The Christian couple were killed and their bodies burned by a mob after they were accused of desecrating the Quran. The couple lived in Kot Radha Kishan, a city located nearly 40 miles southwest of Lahore.
Another 32 alleged participants in the lynching are still at large, BBC News reports.
A peaceful joint Christian-Muslim protest was held in Lahore to protest the crime. Local Christian and Muslim leaders also met with the governor of Punjab about the case.
Before the married couple were killed on Nov. 4, angry villagers reportedly told them to convert to Islam to make amends for their alleged crime.
The couple worked at a brick kiln, and it has been reported that the kiln owner noticed Shama burning some belongings of her recently-deceased father-in-law, and charged that some pages she burnt were from the Quran – he then detained them. They owed him money, and he refused to release them without being paid.
It was then announced from local mosques that the couple had desecrated the Quran, and a mob forced their way into the room where the Masihs were held, and beat them with bricks and shovels. Reports vary as to whether or not the couple's bodies were thrown into the kiln before or after their deaths.
Pakistan's state religion is Islam, and around 97 percent of the population is Muslim.

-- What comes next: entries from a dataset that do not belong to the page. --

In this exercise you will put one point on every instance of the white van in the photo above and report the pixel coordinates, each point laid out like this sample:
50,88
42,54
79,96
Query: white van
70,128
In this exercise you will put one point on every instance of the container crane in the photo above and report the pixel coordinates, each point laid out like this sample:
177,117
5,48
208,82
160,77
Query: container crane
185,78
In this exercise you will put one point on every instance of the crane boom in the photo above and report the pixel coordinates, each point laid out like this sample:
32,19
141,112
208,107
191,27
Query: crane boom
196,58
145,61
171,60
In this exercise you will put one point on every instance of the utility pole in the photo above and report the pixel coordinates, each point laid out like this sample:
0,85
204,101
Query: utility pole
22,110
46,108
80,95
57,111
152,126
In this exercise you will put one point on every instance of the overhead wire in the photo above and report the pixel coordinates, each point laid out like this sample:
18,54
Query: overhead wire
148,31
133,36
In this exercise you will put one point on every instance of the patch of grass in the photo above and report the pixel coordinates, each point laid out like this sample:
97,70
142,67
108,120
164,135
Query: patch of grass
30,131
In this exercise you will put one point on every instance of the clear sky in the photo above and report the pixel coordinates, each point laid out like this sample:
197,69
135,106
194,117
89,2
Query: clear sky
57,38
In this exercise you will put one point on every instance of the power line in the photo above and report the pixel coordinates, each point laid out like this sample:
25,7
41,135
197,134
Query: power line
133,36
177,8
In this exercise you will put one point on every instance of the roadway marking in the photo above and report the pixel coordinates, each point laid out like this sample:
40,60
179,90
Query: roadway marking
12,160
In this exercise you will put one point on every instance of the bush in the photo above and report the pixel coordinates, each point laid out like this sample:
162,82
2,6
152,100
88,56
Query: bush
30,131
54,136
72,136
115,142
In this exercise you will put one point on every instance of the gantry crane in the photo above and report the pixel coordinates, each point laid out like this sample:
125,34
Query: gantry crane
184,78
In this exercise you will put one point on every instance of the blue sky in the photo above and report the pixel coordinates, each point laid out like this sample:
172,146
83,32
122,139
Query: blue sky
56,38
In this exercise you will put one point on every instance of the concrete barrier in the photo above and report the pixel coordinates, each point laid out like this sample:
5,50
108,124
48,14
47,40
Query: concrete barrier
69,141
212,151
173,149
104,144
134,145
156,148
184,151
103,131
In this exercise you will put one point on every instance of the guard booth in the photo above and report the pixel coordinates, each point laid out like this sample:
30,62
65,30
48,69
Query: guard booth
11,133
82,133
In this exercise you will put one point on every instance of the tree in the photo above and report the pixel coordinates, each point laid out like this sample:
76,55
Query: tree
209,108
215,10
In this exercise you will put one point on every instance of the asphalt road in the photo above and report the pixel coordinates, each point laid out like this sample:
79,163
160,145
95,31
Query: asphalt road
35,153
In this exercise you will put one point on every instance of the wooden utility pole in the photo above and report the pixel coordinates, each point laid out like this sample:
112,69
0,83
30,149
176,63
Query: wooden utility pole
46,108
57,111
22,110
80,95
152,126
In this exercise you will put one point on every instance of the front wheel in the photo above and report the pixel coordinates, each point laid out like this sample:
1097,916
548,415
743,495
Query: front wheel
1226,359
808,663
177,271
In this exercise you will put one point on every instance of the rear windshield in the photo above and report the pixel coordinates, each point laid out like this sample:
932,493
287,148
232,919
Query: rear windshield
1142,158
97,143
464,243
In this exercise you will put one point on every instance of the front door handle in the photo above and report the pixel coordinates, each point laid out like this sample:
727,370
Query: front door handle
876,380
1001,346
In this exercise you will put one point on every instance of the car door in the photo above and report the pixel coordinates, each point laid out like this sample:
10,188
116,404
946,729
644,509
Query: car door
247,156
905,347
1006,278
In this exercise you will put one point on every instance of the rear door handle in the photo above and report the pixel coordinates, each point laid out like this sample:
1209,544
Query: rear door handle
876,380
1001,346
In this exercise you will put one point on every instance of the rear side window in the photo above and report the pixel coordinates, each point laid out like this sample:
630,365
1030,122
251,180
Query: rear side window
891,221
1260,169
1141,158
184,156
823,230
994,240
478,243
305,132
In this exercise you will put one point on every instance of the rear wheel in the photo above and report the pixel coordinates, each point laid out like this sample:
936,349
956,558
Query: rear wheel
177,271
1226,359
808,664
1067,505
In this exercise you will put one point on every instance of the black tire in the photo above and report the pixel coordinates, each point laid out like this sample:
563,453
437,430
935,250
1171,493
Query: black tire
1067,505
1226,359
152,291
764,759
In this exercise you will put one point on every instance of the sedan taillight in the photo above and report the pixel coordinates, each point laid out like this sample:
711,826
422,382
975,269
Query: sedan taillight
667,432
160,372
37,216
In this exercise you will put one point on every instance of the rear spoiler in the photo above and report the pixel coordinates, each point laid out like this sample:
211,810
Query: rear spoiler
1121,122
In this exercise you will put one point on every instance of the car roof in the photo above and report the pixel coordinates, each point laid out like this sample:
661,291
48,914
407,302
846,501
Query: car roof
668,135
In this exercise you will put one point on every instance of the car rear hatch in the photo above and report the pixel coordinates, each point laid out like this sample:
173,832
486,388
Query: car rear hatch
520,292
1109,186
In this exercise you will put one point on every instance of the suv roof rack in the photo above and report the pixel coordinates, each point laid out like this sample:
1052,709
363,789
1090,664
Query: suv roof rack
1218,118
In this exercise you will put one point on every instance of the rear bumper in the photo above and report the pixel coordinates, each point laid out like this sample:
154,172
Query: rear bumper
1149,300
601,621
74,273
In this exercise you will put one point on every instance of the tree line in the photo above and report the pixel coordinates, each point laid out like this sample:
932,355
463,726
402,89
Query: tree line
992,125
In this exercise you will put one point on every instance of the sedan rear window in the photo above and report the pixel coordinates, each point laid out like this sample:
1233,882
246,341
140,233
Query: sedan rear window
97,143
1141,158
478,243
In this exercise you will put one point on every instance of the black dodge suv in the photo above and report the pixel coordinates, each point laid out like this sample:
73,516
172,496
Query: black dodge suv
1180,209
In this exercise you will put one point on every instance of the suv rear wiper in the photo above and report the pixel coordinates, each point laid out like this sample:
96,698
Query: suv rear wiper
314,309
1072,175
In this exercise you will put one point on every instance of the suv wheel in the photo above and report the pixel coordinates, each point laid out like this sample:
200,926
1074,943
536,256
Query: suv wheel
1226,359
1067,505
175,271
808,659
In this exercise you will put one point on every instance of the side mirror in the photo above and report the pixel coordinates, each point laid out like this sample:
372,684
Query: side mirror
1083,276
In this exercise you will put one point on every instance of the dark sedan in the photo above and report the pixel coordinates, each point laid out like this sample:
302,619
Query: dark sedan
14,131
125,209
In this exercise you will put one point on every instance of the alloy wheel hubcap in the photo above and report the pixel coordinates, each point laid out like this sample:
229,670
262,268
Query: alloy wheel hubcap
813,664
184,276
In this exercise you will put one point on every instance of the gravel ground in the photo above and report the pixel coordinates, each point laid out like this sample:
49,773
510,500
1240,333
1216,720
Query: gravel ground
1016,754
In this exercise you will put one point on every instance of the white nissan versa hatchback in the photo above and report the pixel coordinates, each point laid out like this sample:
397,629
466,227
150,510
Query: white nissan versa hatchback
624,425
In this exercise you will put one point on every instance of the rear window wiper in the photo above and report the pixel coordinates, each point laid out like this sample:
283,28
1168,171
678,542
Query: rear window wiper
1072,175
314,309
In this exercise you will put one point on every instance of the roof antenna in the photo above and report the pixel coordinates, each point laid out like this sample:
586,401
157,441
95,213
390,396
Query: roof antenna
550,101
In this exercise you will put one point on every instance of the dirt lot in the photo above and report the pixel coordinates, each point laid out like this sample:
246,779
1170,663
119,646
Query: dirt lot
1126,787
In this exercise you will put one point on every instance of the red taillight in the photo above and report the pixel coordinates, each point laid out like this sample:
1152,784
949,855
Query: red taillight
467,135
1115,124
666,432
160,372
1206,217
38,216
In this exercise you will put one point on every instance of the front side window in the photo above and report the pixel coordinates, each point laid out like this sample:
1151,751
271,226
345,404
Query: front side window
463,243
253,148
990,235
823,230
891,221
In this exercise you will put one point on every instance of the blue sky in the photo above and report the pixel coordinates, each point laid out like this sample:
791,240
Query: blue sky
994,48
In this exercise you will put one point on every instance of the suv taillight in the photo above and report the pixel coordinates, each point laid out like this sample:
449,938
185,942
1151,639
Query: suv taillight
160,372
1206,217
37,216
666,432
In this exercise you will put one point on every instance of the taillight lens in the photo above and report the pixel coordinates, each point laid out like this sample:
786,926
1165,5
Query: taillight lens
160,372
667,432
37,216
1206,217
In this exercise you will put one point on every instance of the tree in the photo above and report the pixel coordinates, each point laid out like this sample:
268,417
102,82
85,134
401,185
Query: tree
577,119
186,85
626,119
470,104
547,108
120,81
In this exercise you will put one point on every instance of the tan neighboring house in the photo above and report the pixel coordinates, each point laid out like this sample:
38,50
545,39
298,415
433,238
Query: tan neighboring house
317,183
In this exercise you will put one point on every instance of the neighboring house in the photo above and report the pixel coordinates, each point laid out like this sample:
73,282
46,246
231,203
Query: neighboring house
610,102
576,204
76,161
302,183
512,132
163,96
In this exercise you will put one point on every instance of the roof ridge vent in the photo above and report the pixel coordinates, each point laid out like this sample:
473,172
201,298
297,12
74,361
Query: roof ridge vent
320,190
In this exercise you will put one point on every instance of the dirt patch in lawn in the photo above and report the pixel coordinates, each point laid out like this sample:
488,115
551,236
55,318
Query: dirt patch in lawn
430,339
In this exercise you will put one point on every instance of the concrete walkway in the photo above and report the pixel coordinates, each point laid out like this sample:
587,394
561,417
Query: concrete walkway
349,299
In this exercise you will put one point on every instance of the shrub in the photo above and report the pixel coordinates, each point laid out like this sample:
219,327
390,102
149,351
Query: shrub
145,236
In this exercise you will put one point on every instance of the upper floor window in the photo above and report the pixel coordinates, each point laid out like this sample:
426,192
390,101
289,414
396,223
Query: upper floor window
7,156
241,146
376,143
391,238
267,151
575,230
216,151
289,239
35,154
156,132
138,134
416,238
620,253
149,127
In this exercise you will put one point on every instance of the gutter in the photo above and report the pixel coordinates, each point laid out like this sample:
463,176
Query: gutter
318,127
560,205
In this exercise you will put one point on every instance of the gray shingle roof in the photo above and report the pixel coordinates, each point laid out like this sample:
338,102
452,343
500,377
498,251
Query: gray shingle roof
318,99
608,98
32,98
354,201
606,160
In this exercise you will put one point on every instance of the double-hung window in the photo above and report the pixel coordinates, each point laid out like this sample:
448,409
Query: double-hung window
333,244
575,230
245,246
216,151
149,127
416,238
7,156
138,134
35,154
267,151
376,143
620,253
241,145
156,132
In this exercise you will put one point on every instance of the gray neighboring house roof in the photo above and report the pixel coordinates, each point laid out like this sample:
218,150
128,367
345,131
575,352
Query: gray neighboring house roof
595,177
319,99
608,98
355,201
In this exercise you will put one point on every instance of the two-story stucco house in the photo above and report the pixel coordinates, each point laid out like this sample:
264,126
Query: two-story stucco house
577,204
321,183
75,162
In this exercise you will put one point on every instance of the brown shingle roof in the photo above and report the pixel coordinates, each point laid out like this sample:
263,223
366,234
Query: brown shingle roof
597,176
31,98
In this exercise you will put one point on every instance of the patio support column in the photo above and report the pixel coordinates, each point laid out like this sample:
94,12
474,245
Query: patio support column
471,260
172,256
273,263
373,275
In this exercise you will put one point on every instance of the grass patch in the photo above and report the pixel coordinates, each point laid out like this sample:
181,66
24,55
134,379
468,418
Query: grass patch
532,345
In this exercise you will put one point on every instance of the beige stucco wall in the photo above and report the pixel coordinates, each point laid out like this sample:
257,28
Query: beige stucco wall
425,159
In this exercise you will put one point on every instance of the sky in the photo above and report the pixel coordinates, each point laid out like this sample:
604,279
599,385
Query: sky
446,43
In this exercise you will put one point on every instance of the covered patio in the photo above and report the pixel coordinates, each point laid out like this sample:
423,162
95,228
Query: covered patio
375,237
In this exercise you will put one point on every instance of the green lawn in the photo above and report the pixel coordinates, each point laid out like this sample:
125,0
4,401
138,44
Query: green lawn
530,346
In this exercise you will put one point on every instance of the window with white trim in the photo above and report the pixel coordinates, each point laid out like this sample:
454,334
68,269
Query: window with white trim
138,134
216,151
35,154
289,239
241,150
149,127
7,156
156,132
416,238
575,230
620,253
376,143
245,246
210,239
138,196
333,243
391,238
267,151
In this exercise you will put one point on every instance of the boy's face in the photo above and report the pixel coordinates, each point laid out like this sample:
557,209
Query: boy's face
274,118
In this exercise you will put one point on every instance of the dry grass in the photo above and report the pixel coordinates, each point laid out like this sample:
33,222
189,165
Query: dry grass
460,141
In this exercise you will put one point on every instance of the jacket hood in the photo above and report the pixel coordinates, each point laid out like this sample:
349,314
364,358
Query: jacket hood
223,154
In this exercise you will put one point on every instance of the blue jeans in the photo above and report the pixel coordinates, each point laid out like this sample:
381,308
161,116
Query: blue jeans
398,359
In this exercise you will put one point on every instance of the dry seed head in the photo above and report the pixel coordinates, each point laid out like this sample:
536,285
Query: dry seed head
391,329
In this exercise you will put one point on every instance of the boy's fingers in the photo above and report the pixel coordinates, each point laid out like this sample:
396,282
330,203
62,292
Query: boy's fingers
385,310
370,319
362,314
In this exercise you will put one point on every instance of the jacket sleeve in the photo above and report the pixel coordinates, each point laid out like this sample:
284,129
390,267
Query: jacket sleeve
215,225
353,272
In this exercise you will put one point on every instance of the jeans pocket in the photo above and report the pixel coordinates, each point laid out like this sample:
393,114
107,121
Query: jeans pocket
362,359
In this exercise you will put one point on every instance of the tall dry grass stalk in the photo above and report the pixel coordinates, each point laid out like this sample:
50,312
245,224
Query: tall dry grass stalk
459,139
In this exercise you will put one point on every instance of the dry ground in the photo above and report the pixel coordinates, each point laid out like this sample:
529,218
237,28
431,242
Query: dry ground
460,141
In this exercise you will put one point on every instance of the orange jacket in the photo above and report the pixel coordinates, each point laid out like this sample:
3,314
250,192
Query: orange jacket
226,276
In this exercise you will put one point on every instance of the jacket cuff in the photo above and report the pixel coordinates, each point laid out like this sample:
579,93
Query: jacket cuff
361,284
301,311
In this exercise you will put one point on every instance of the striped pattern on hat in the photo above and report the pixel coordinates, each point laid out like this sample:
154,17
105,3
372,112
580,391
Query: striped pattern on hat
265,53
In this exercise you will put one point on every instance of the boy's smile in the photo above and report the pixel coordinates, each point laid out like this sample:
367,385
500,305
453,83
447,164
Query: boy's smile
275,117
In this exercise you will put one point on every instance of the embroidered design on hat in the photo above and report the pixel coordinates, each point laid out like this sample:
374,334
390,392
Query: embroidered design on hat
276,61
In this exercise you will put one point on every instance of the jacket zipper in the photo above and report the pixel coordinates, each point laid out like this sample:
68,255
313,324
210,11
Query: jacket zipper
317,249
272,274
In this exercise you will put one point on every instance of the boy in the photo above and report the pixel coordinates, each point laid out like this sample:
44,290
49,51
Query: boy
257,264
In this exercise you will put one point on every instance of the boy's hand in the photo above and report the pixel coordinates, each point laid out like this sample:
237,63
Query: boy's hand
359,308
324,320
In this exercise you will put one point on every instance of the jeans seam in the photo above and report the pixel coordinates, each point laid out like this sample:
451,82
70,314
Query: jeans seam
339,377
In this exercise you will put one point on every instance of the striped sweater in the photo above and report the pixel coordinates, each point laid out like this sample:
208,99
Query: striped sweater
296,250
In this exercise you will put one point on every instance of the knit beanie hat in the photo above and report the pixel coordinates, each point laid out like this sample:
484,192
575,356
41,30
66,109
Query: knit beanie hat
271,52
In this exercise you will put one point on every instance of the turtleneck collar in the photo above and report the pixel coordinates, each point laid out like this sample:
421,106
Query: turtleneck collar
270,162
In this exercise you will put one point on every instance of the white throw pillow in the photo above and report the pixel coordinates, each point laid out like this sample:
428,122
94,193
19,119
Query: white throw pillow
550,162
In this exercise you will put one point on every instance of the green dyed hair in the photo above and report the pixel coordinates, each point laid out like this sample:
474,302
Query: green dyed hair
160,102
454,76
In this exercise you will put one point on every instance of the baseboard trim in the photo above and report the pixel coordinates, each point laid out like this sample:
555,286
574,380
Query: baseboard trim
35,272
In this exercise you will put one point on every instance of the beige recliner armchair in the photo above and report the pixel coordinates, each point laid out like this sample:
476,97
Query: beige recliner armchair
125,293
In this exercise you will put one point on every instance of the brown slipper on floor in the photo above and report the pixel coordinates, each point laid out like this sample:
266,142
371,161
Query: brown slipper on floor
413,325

The nation has adopted blasphemy laws which impose strict punishment on those who desecrate the Quran or who defame or insult Muhammad.
The blasphemy laws are said to be often used to settle scores or to persecute religious minorities; while non-Muslims constitute only 3 percent of the Pakistani population, 14 percent of blasphemy cases have been levied against them.
Many of those accused of blasphemy are murdered, and advocates of changing the law are also targeted by violence.
In 2011 the Punjab governor Salmaan Taseer, a Muslim critic of the blasphemy laws, was assassinated. Shahbaz Bhatti, a Catholic and the only Christian in Pakistan's cabinet, was also assassinated the same year by militant supporters of the blasphemy laws.